Una carriera da sceneggiatrice, registra e scrittrice, fatta di numerosi successi e traguardi come ad esempio aver vinto al Festival internazionale del film di Roma 2013 la menzione speciale nella sezione “Prospettive” per il film documentario Fuoristrada. Come vive il suo lavoro, da mamma e soprattutto donna indipendente e lavoratrice?Sicuramente non è semplice conciliare lavoro e vita privata quando si ha una carriera molto impegnativa. Nel mio caso, il lavoro di registra e sceneggiatrice mi assorbe sempre di più. È come se, da quando è nata mia figlia, il lavoro si sia in qualche modo raddoppiato. Mi sono ritrovata a dover gestire la mia presenza sul set così come la mia presenza a casa. La mia fortuna è stata quella di incontrare un uomo, che fa il giornalista, la cui concezione della famiglia è esattamente uguale alla mia. Siamo entrambi due genitori che cercano di dare il massimo e che si sostituiscono a vicenda ogni qualvolta uno dei due non può essere presente.

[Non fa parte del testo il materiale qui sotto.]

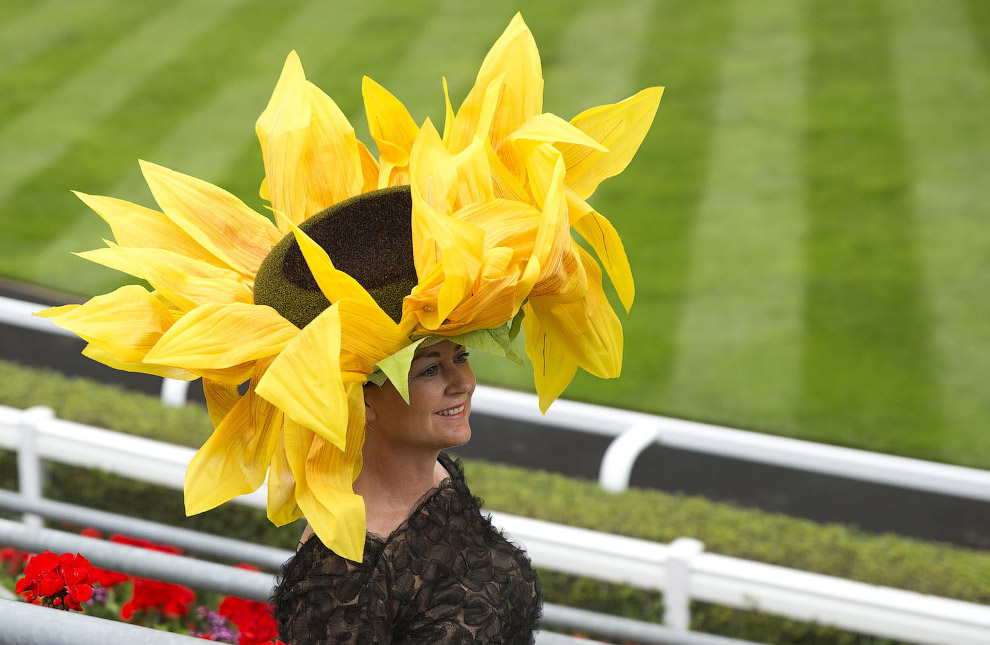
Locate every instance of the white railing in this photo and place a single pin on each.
(636, 431)
(681, 570)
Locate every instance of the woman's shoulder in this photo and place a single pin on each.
(454, 467)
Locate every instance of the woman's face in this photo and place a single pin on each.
(440, 387)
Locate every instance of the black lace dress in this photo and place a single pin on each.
(444, 576)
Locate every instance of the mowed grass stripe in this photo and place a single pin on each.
(978, 16)
(578, 77)
(598, 57)
(204, 139)
(83, 40)
(52, 23)
(869, 377)
(944, 92)
(653, 203)
(143, 118)
(739, 340)
(42, 136)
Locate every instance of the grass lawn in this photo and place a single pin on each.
(807, 220)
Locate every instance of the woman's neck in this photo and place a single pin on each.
(393, 479)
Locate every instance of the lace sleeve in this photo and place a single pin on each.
(322, 600)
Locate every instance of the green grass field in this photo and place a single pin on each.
(806, 220)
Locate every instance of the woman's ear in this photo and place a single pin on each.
(369, 409)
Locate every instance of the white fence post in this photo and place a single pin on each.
(174, 392)
(677, 591)
(621, 454)
(29, 468)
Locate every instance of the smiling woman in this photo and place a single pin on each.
(349, 317)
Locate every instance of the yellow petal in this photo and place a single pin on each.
(586, 329)
(604, 239)
(335, 512)
(222, 224)
(140, 227)
(282, 130)
(335, 284)
(448, 121)
(101, 356)
(189, 282)
(218, 336)
(437, 237)
(550, 128)
(220, 399)
(368, 335)
(234, 460)
(369, 168)
(553, 366)
(393, 130)
(552, 234)
(434, 177)
(620, 127)
(508, 183)
(332, 166)
(474, 176)
(51, 312)
(567, 282)
(515, 58)
(511, 224)
(305, 380)
(233, 376)
(282, 506)
(125, 323)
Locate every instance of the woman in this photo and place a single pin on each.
(434, 570)
(330, 337)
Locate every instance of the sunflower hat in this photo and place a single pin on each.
(464, 234)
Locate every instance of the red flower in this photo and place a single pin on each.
(253, 620)
(167, 599)
(57, 580)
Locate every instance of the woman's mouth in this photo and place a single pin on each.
(452, 412)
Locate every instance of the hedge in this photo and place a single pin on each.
(831, 549)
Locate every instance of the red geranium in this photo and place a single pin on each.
(104, 577)
(53, 580)
(167, 599)
(253, 619)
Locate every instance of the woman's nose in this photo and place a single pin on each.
(462, 379)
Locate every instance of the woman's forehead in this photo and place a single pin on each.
(436, 349)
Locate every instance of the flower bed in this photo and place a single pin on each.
(70, 582)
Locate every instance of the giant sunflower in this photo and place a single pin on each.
(284, 313)
(537, 171)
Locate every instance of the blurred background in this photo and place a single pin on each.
(808, 223)
(807, 220)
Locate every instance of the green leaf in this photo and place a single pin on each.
(396, 368)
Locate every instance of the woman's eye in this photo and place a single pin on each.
(430, 371)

Naturalmente sono importanti anche gli aiuti, per chi ha la fortuna di averli, come quelli dei nonni o di una babysitter, che sono per mia figlia i punti di riferimento quando noi non ci siamo. Le donne che vivono una carriera impegnativa, oltre al ruolo e lavoro di madre, si trovano spesso assalite da sensi di colpa o da mancanze. Ciò che io mi ripeto sempre è che le nostre figlie avranno il nostro esempio, è quindi importante essere un modello per loro. Tanto quanto un padre, anche una madre si può assentare per motivi di lavoro. Una donna che non si realizza forse non riuscirà ad essere neppure una buona madre perché non sentirà mai di essere una donna felice.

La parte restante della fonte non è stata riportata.